In molti preferiscono questa tecnica perché evitano le controindicazioni della pasta madre che anche se migliora un prodotto dal punto di vista nutrizionale dall’altra parte purtroppo complica la produzione. 

Infatti una pasta madre gestita a temperatura ambiente ha il potere di degradare il glutine, abbassare l’indice glicemico e limitare le sostanze anti nutrizionali presenti nella crusca. Fortunatamente una lievitazione in frigorifero (pane a lievito naturale ma poco nutritivo) si riconosce perché su tutta la crosta del pane ci saranno tante piccole bolle d’aria in rilievo, una sorta di morbillo trasparente.

Altri invece semplicemente aggiungono un pizzico di lievito di birra per essere sicuri di ottenere una lievitazione nei tempi prestabiliti e con una leggerezza apparentemente maggiore. Altri, invece, oltre al lievito aggiungono anche una percentuale di farina forte, grano raffinato e moderno, e ciò nonostante chiamano il grano sempre antico, e sempre macinato a pietra, e sempre a lievito naturale. 

Concludendo anche un finto pane artigianale è sempre meglio del pane dei classici forni tradizionali, la qualità è molto più elevata, ma prima di fare un pane veramente naturale bisogna conoscere tutta la filiera perché, purtroppo, troppo spesso si sentono nominare i grani antichi anche quando non lo sono. Le mie sono constatazioni amichevoli ottenute dopo oltre dieci anni nel settore del pane artigianale, dove quotidianamente ho avuto modo di provare moltissimi molini o coltivatori biologici e non, grano raffinato e non, ho provato tante tecniche, usato tanti lieviti e posso assicurarvi che la filiera del grano è piena di millantatori.

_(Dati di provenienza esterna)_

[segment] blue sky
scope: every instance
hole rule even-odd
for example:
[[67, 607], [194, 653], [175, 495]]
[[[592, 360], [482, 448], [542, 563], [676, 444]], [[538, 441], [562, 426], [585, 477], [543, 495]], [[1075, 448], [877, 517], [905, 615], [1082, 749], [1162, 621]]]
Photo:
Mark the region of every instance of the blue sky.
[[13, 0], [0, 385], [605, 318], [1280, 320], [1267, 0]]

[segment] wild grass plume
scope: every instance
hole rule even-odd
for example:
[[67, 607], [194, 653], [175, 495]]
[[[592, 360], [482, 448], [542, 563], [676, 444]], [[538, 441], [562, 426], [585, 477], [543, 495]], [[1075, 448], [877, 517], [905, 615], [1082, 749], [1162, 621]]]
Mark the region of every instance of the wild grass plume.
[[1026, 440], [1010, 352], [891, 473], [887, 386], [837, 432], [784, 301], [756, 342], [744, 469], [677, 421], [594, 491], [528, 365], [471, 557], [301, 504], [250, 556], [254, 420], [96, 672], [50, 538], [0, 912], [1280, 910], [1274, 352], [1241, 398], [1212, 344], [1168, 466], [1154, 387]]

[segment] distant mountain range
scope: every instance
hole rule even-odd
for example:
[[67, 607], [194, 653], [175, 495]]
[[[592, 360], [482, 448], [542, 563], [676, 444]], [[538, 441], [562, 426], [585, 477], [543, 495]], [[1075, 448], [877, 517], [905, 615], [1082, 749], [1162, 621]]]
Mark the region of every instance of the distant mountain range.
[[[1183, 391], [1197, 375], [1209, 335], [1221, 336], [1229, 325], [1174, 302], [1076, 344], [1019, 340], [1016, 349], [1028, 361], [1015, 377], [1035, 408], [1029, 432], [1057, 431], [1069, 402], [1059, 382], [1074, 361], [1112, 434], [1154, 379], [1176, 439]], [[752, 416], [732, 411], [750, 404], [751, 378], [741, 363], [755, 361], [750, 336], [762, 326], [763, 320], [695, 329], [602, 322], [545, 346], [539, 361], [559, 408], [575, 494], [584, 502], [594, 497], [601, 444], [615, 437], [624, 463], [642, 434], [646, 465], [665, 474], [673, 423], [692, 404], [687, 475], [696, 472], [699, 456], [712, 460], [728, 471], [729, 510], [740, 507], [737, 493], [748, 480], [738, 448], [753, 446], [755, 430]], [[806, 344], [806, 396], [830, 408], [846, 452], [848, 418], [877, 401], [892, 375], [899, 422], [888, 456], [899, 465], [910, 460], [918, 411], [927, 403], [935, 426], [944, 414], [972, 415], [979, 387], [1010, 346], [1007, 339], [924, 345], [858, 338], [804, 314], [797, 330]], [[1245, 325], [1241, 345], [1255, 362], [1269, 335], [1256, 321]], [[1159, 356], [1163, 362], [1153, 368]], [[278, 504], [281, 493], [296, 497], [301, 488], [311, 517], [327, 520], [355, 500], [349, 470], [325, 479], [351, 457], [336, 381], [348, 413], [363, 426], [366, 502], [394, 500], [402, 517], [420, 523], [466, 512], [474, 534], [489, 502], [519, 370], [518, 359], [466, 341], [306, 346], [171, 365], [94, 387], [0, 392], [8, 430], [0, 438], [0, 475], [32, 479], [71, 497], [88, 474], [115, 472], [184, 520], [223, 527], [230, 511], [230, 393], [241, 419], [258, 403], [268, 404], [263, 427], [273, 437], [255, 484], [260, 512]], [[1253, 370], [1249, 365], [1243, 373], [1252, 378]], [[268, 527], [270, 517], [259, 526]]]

Pensate che in passato ho lavorato in una attività che vendeva biscotti confezionati “Gentil rosso” anche senza aver mai avuto quella varietà in laboratorio.

È importante conoscete direttamente il piccolo produttore, ma assicuratevi di capire sempre la trasparenza e l’onestà del prodotto, perché per fortuna c’è anche una minoranza di seri professionisti responsabili che mettono al primo posto la salute di persone e ambiente.

Quindi ricordatevi che l’unico modo per riconosce un vero pane artigianale è ripetere questo mantra prima di acquistarlo: “Quando gli alveoli sono esagerati i grani sono moderni e raffinati”.